The siege was prompted by troops seeking to arrest those responsible for the death of Omran Shaaban – the man who is credited with capturing Gaddafi last year.
The violence has triggered massive protests. Around 200 residents have tried to storm the National Assembly in Tripoli, demanding an end to the siege.
The pro-government blockade is unlikely to end soon, according to a source whose family is inside the besieged town.
“The government first said that what is happening [in Bani Walid] should stop, but after that… they came out and said that it is a good war against evil,” the source told RT.
One year after NATO forces bombed Libya, the question remains whether the country is in better shape than it was under Gaddafi’s rule.
“There’s no legitimacy with this post-Gaddafi government. It makes Muammar Gaddafi’s government look like a beacon of light in a shining city on a hill,” geopolitical analyst Patrick Henningsen told RT.
Before the fall of Libya’s ex-leader, Western governments accused him of numerous rights violations and crimes against humanity. Gaddafi was painted as a ruthless dictator who would stop at nothing – even the deaths of his own people.
The country was declared ‘liberated’ a few days after Gaddafi’s death on October 20, 2011. But twelve months on, many say Libya has not progressed beyond what it once was.
And although Western governments preached peace and stability in Libya, some analysts say those powers are actually to blame for the nation’s current state of chaos.
“We know that the situation is enormously unstable, we know the [government] is unable to get weapons out of the militias' hands, we know that the government isn’t in control,” political activist John Reese from the Stop the War Coalition told RT. “I think it shows that Western intervention simply pumped more arms into the country and made it ungovernable after they left.”
An estimated 30,000 rebels took part in last year’s uprising against Gaddafi, according to military observers in Libya. But Libya’s Warriors Affairs Commission says the number of armed men currently in the country has now grown to 250,000.
Libya is awash with weapons, and although its new leaders led the country to elections, they have failed to fully impose their authority on a nation full of militia groups formed by former rebels.
“The ruling party in Libya right now is an amateur government.
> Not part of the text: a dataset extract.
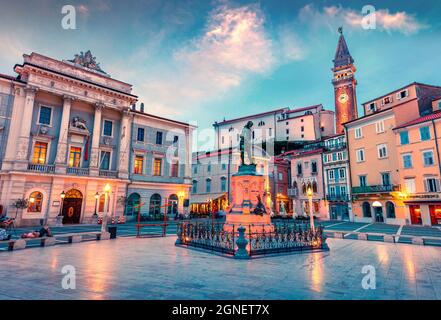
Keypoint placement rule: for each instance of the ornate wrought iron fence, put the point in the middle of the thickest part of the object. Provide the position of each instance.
(286, 237)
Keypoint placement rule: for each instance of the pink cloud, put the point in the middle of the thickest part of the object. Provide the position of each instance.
(334, 16)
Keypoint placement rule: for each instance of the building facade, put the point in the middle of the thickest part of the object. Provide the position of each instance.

It’s an artificial creation of the West in the post-Gaddafi regime-change plan. So this gives you an indication of how they’re governing in this country, and certainly there is no stability in Libya compared to before the NATO bombing and destruction of their country,” Henningsen said.
Arab world commentator Barry Lando says the outlook for the country is grim as ever, as armed militias now represent the true power in Libya.
“The way it’s changed is that it is absolute chaos now and fear,” he said. “And before, under Gaddafi, you knew who the brutal dictator was, knew how to stay out of his sight. Now you have hundreds of militias, many of them heavily armed. Hundreds of thousands – maybe millions – of weapons are out there; more weapons than people. And it’s also spilling oven in other countries. The new government seems to be standing there looking at what’s happening around them, nearly powerless to do much about it.”
Libya’s fragile government was plunged into disarray when its Congress sacked Mustafa Abushagur – the first prime minister to be elected since the uprising – for failing to form a new cabinet.
The country’s new Prime Minister, Ali Zaidan, is also in danger of losing his post if the Libyan National Congress rejects his proposed cabinet – which would once again weaken the perceived legitimacy of the new government.